Borderline personality disorder is a complex and serious mental disorder due to its severe dysfunction and high suicide risk. Borderline personality disorder, which is 3 times more common in women than men, is seen in 2% of the general population.
Individuals with BPD have difficulty controlling their impulses and regulating their emotions. They may exhibit uncontrolled tantrums, many of which result in self-harming behavior and suicide.
Borderline Personality Disorder Symptoms;
Persistent feelings of boredom and emptiness
Avoidance of real or imagined abandonment
Identity confusion; inconsistent sense of self
Impulsive behaviors that will harm oneself in at least two areas (risky sexual experiences, substance use, spending money, binge eating or purging, risky driving behavior, etc.)
Nervous and inconsistent relationship style (blinking between extremes of magnification and disgrace)
Repetitive self-harming and suicidal behaviors
Inconsistent and constantly fluctuating mood
Periodically ephemeral skeptical thinking
Considering all these symptoms, ‘Borderline Personality’ is a complex personality disorder that leads to unpredictable, colorful and dangerous relationships.
Who Is It Seen?
Biological factors and gene-environment interactions play a role. Most borderline individuals have had traumatic childhood experiences.
It is known that 50-70% of them are exposed to sexual, physical and psychological violence and neglect in childhood. Inconsistent parenting, inadequate care, early parental loss or separation are common causes. Individuals who had an insecure attachment to their caregiver during infancy may also be prone to this personality trait.
These people, whose basic mental and physical care were not adequately met in their childhood, live with their deprivation throughout their lives and feel an attraction towards those who trigger these schemas.
According to Young, there are certain schemas in every individual whether they are psychologically healthy or not. However, in individuals with borderline personality disorder, 5 of these schemas are in active mode.
Individuals with borderline personality disorder generally continue their lives in a ‘disconnected shelter’ mode.
Angry Boy Mode:In this mode, the person believes they have been wronged and may act impulsive and rebellious to get their needs met.

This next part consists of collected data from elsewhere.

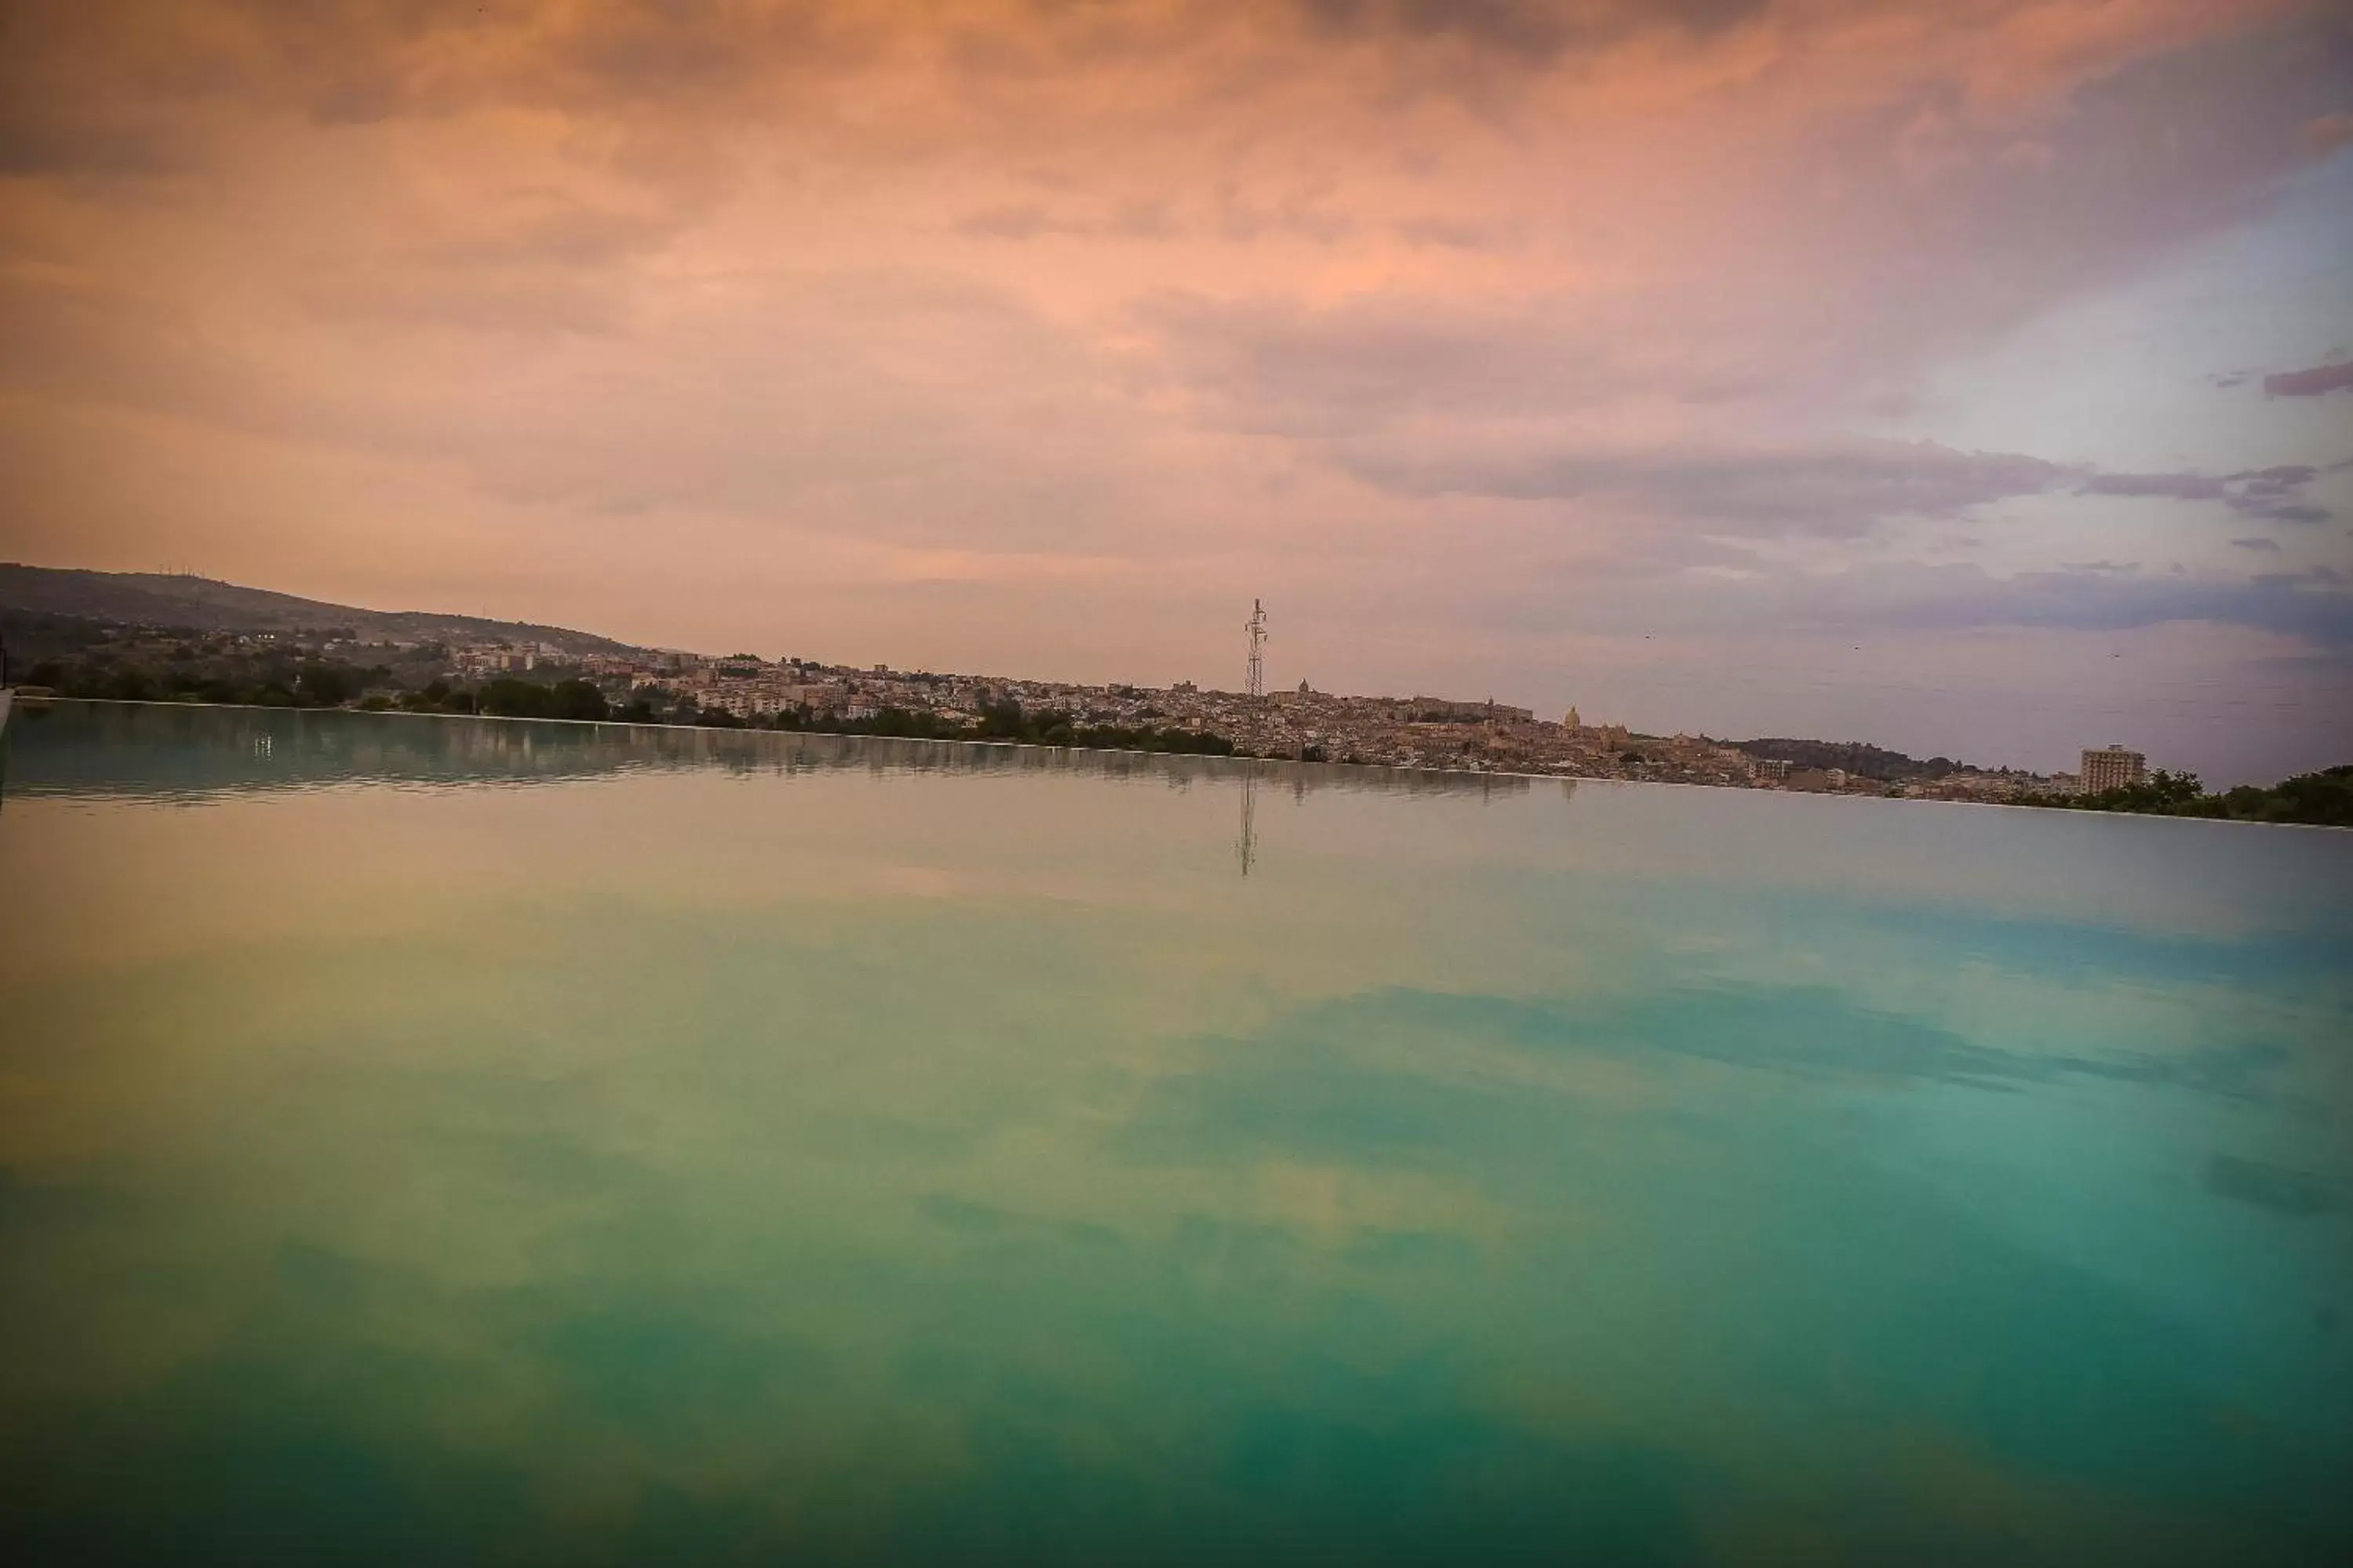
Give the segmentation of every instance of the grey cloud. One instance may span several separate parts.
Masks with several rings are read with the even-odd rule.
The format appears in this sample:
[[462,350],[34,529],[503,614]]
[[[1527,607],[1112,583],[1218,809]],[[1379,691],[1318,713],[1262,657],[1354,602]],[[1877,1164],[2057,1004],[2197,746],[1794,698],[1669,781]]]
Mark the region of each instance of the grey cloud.
[[1362,46],[1393,57],[1395,79],[1442,85],[1451,56],[1541,68],[1638,33],[1715,30],[1759,4],[1028,0],[991,16],[857,0],[8,0],[0,169],[163,166],[189,151],[191,108],[330,124],[487,103],[620,123],[659,109],[715,131],[749,110],[792,113],[818,96],[812,84],[838,87],[893,57],[930,58],[966,80],[1068,79],[1232,37],[1288,52],[1304,69],[1318,50]]
[[2268,397],[2322,397],[2348,391],[2353,391],[2353,363],[2315,365],[2263,377],[2263,394]]
[[2211,621],[2353,647],[2353,595],[2308,573],[2238,578],[2042,572],[2003,580],[1974,567],[1924,567],[1889,576],[1878,604],[1864,596],[1852,607],[1894,626],[2125,631]]
[[[1886,563],[1734,579],[1662,571],[1591,593],[1582,580],[1526,582],[1482,605],[1514,631],[1625,635],[1928,635],[1988,628],[2122,632],[2180,622],[2248,626],[2353,653],[2353,593],[2323,571],[2234,576],[2067,568],[1997,576],[1974,564]],[[1573,606],[1573,608],[1569,607]]]
[[[1883,148],[1921,143],[1917,157],[1888,159],[1867,194],[1842,184],[1816,208],[1849,249],[1867,237],[1871,258],[1841,281],[1829,354],[1842,368],[1908,371],[2248,219],[2306,162],[2299,130],[2341,105],[2348,67],[2342,5],[2153,49],[2087,77],[2063,113],[2035,128],[2050,155],[2031,177],[2003,158],[2014,126],[1973,114],[1949,81],[1826,118],[1820,153],[1842,171],[1865,167],[1856,150],[1866,134]],[[1777,187],[1752,199],[1761,221],[1805,197]],[[1812,240],[1810,226],[1792,229]]]
[[2231,510],[2242,517],[2259,518],[2270,522],[2295,522],[2311,526],[2327,522],[2336,516],[2325,506],[2309,501],[2269,501],[2246,496],[2233,496]]
[[2094,474],[2076,490],[2078,495],[2138,496],[2166,500],[2219,500],[2241,517],[2273,522],[2327,522],[2327,508],[2303,499],[2306,486],[2319,476],[2307,464],[2289,463],[2269,468],[2249,468],[2235,474]]
[[1609,496],[1672,510],[1704,530],[1833,536],[1861,534],[1895,517],[1950,518],[2075,477],[2040,458],[1901,441],[1778,451],[1504,453],[1483,460],[1418,458],[1381,443],[1353,447],[1343,462],[1368,483],[1411,495]]
[[1316,310],[1282,300],[1164,294],[1135,310],[1155,369],[1205,423],[1293,437],[1354,478],[1411,497],[1627,500],[1700,531],[1855,536],[1898,518],[1949,519],[2018,497],[2221,503],[2239,519],[2330,513],[2308,465],[2228,474],[2110,472],[2020,453],[1857,440],[1788,449],[1591,449],[1580,411],[1629,396],[1698,402],[1752,390],[1704,361],[1625,357],[1564,310],[1470,310],[1377,297]]
[[1600,324],[1546,300],[1481,308],[1391,294],[1315,309],[1172,290],[1130,313],[1206,423],[1261,433],[1525,423],[1628,395],[1712,403],[1757,386],[1704,346],[1630,360]]
[[2279,542],[2273,539],[2234,539],[2232,544],[2241,550],[2260,550],[2267,554],[2279,553]]
[[1313,309],[1293,300],[1167,293],[1134,308],[1153,368],[1206,424],[1310,443],[1377,489],[1408,496],[1630,499],[1721,531],[1855,535],[1893,518],[1950,518],[2014,497],[2221,503],[2252,521],[2309,524],[2305,465],[2230,474],[2104,473],[2023,454],[1856,441],[1791,450],[1595,452],[1584,410],[1629,398],[1730,401],[1760,390],[1704,349],[1646,357],[1566,306],[1483,310],[1392,295]]
[[2031,572],[2003,578],[1975,566],[1895,566],[1786,582],[1767,602],[1778,624],[1820,630],[2130,631],[2205,621],[2353,647],[2353,595],[2308,573]]
[[2310,484],[2319,474],[2308,463],[2284,463],[2271,468],[2242,468],[2231,478],[2255,493],[2284,495],[2299,485]]
[[1764,0],[1296,0],[1315,31],[1344,40],[1446,41],[1542,64],[1581,45],[1646,26],[1716,32],[1765,9]]
[[2204,474],[2094,474],[2076,492],[2090,496],[2163,496],[2173,500],[2221,500],[2222,481]]
[[2242,517],[2273,522],[2327,522],[2334,514],[2303,499],[2305,487],[2318,477],[2318,469],[2304,463],[2232,474],[2231,481],[2237,489],[2230,497],[2231,510]]
[[1301,0],[1300,9],[1332,37],[1447,38],[1536,61],[1551,59],[1582,31],[1567,7],[1522,0]]
[[875,23],[844,5],[9,0],[0,169],[183,166],[204,156],[216,114],[353,124],[516,104],[715,121],[747,98],[788,107],[793,84],[881,47]]

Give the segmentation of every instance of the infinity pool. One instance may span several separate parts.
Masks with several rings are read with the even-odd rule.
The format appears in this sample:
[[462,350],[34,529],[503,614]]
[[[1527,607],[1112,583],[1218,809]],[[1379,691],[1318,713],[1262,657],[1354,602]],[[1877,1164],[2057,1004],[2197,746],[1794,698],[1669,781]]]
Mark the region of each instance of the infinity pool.
[[2353,834],[5,757],[13,1560],[2353,1560]]

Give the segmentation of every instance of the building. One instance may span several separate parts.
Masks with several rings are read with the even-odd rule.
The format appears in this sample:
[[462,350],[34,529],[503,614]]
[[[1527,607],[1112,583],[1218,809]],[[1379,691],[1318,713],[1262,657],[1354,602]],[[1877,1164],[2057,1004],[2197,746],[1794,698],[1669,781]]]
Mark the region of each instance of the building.
[[1771,779],[1776,783],[1786,780],[1789,776],[1789,761],[1787,757],[1752,757],[1749,759],[1748,767],[1749,771],[1758,778]]
[[2084,752],[2084,793],[2098,795],[2105,790],[2122,789],[2148,777],[2148,759],[2138,752],[2127,752],[2122,746],[2103,746],[2098,751],[2086,747]]
[[1525,724],[1535,718],[1533,708],[1514,708],[1490,697],[1484,702],[1457,702],[1448,697],[1417,697],[1412,701],[1414,717],[1425,724],[1485,724],[1494,722]]

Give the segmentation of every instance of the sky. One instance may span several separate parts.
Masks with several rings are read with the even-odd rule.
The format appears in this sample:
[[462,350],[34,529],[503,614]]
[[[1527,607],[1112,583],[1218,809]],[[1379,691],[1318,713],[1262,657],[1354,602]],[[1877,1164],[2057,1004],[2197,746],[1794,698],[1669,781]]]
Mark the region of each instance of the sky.
[[0,559],[2353,761],[2328,0],[8,0]]

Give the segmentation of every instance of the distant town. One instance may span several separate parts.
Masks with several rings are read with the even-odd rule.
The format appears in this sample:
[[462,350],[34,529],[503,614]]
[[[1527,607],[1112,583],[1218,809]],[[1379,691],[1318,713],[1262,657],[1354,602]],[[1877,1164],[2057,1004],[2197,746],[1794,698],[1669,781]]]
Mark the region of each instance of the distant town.
[[[1653,734],[1574,708],[1540,717],[1461,695],[1348,696],[1304,681],[1253,695],[1191,681],[1074,685],[751,653],[712,656],[633,647],[558,627],[386,616],[161,574],[0,568],[0,592],[9,588],[18,591],[0,597],[7,616],[0,632],[16,649],[18,679],[68,696],[1092,742],[1930,800],[2063,795],[2086,782],[1943,757],[1921,761],[1860,744]],[[133,591],[156,602],[107,602]],[[126,617],[124,609],[138,614]],[[295,624],[306,617],[311,624]],[[223,624],[240,619],[280,624]],[[1253,640],[1248,652],[1255,651]],[[1244,658],[1238,639],[1237,673]],[[1254,658],[1248,668],[1255,672]],[[2116,754],[2129,759],[2130,778],[2145,772],[2138,757]],[[2106,764],[2087,762],[2092,765]]]
[[[1253,616],[1245,686],[1257,683]],[[1576,708],[1485,698],[1347,696],[1191,681],[1075,685],[634,647],[562,627],[296,599],[203,578],[0,564],[0,637],[33,692],[132,700],[349,707],[933,740],[1208,752],[1392,768],[2171,815],[2315,817],[2279,791],[2206,795],[2140,752],[2086,748],[2074,773],[1915,759],[1856,742],[1654,734]],[[1246,659],[1246,662],[1245,662]],[[2338,775],[2348,775],[2339,777]],[[2353,770],[2307,775],[2329,800]],[[2305,781],[2289,781],[2281,790]],[[2243,798],[2241,798],[2243,797]],[[2326,812],[2340,806],[2324,805]]]

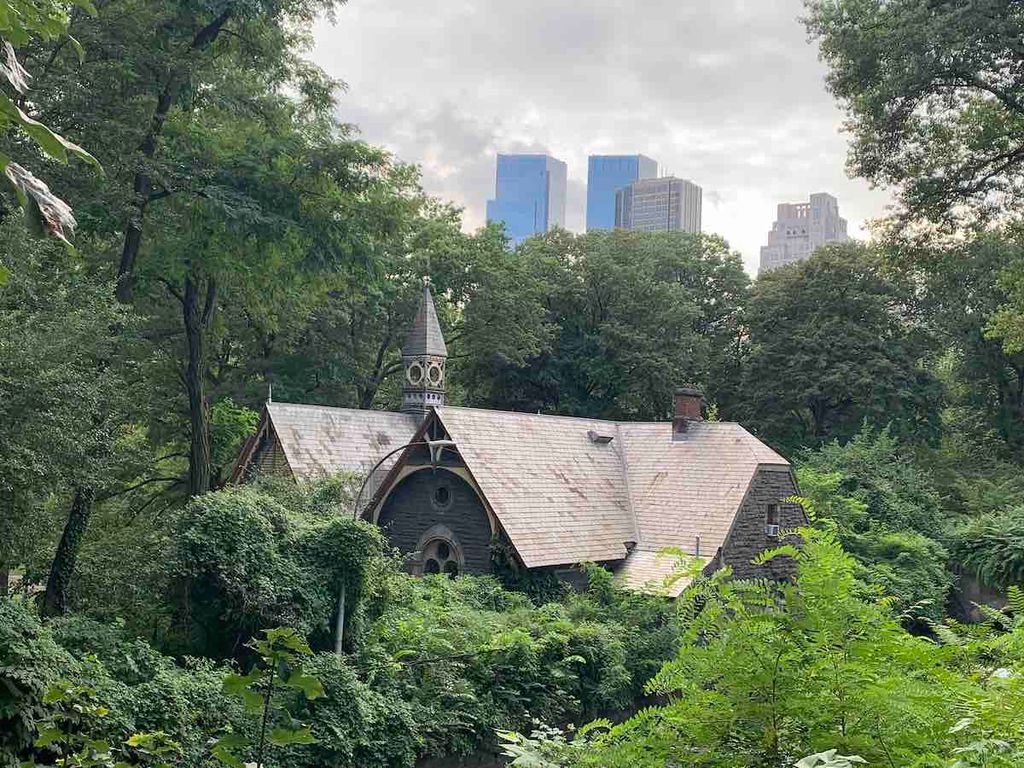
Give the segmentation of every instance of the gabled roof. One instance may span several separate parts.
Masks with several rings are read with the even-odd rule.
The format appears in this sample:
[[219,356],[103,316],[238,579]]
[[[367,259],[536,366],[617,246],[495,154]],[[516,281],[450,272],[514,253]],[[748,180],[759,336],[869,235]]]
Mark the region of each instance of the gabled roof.
[[296,480],[369,472],[409,442],[421,421],[408,413],[291,403],[267,403],[267,417]]
[[416,319],[413,320],[409,335],[405,337],[402,355],[404,357],[411,355],[448,356],[448,348],[445,346],[444,336],[441,334],[441,324],[437,321],[434,297],[430,295],[430,283],[423,284],[420,308],[416,312]]
[[[711,557],[758,469],[789,467],[728,422],[691,423],[673,440],[668,422],[451,407],[437,414],[531,568],[622,560],[632,550],[628,563],[666,547]],[[630,585],[650,576],[650,567],[637,569],[640,581],[630,576]]]
[[607,431],[608,422],[475,408],[437,413],[524,565],[626,556],[636,528],[620,446],[587,436]]
[[[789,471],[728,422],[692,422],[673,440],[669,422],[434,413],[527,567],[620,561],[620,581],[638,590],[672,570],[657,557],[665,548],[714,557],[757,472]],[[266,414],[296,480],[368,472],[427,426],[413,414],[313,405],[270,403]]]
[[669,424],[619,425],[640,547],[679,547],[711,556],[725,542],[758,467],[789,466],[739,424],[691,422],[672,440]]
[[[683,562],[680,562],[683,560]],[[696,566],[703,568],[709,558],[699,557]],[[618,583],[634,592],[650,595],[679,597],[683,590],[693,583],[690,569],[693,564],[663,552],[637,549],[629,553],[626,561],[615,571]]]

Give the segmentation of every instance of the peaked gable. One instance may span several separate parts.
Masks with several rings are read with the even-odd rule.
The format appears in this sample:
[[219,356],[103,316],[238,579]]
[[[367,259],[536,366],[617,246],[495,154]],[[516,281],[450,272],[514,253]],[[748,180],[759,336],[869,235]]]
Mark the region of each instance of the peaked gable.
[[637,534],[620,446],[588,436],[608,422],[474,408],[437,415],[528,568],[626,556]]
[[[408,413],[293,403],[267,403],[263,419],[261,432],[269,425],[298,481],[369,472],[388,452],[409,442],[420,424]],[[236,481],[252,453],[249,446],[243,451],[232,473]]]

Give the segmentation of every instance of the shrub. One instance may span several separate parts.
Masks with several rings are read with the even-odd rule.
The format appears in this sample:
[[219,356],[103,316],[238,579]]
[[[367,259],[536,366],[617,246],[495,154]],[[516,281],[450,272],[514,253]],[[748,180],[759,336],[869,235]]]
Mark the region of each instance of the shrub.
[[953,551],[984,584],[1005,589],[1024,583],[1024,507],[964,523],[956,531]]

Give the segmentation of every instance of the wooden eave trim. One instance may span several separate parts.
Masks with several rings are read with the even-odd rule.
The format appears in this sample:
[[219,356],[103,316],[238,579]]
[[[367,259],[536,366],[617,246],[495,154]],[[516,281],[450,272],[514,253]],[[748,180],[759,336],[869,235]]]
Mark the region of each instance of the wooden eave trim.
[[260,438],[267,431],[267,427],[270,425],[270,411],[267,406],[263,406],[263,413],[260,414],[260,425],[256,428],[256,431],[249,435],[245,440],[245,444],[242,446],[241,453],[238,454],[238,458],[235,460],[235,466],[231,469],[231,476],[228,479],[229,485],[237,485],[240,482],[240,478],[245,474],[246,468],[249,466],[249,462],[252,460],[252,452],[256,450],[256,446],[260,443]]

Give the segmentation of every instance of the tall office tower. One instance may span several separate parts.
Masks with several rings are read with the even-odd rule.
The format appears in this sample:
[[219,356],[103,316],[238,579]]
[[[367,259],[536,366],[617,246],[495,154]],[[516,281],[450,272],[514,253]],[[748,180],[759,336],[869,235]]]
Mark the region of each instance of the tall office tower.
[[591,155],[587,162],[587,231],[615,226],[615,193],[653,179],[658,164],[643,155]]
[[839,215],[839,201],[832,195],[816,192],[807,203],[779,203],[768,245],[761,246],[759,271],[803,261],[825,243],[849,239],[846,219]]
[[565,226],[565,163],[549,155],[498,155],[487,221],[505,223],[512,242]]
[[641,179],[615,193],[615,226],[645,232],[700,232],[703,191],[692,181]]

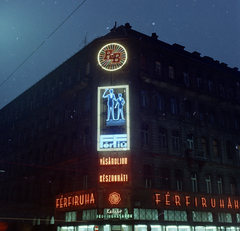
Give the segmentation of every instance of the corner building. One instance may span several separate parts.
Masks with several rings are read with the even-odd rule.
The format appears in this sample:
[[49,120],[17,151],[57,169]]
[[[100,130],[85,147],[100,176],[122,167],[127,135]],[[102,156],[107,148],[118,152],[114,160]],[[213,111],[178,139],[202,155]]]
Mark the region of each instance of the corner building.
[[239,230],[239,83],[237,68],[114,27],[0,111],[0,217]]

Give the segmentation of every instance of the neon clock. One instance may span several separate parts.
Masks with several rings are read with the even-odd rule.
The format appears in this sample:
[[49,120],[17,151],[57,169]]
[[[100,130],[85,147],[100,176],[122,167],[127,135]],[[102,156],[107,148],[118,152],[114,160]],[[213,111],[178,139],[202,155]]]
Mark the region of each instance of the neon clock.
[[116,71],[127,62],[127,51],[118,43],[109,43],[98,52],[98,64],[106,71]]

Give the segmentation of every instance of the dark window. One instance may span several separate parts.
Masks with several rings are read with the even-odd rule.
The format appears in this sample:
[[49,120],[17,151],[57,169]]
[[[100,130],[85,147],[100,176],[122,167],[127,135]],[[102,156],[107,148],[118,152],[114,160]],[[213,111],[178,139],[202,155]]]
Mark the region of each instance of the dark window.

Abandoned – Abused Child Mode: A child who thinks he has been abandoned or abandoned by his caregivers feels insecure, lonely and helpless. He tries to be good in order not to be abandoned later in his life.
Punitive Parent Mode: The person feels that he and other individuals deserve to be blamed and punished. He feeds these feelings by blaming himself, punishing himself, or exhibiting abusive behavior.
Disconnected Protective Mod: In this mode, in order to get away from the painful feelings, the person can turn away from the people who hurt him and direct all his energy to himself, or he can turn to substances such as alcohol and drugs. This mode keeps the person away from other people and emotional attachments.
Healthy Adult Mode: Since this mode is not sufficiently developed in individuals with borderline personality disorder, it is aimed to develop this mode in therapy and to enlarge its adult side. The healthy adult mode helps a person overcome problems and cope with negative emotions.
Long-term psychotherapies may work in the treatment of borderline personality disorder, but individuals with borderline personality may overestimate their therapist, just as they do in their relationships, and then tend to devalue them. In this case, it can make it difficult for them to continue therapy in a determined and consistent manner. Once a relationship of trust has been established, psychotherapy and medication should go simultaneously. Recently, it is known that schema therapy method is also very effective in borderline personality disorder.
A borderline doesn’t come easy. It is necessary to knit stitch by stitch, trauma to the heart of a fresh person.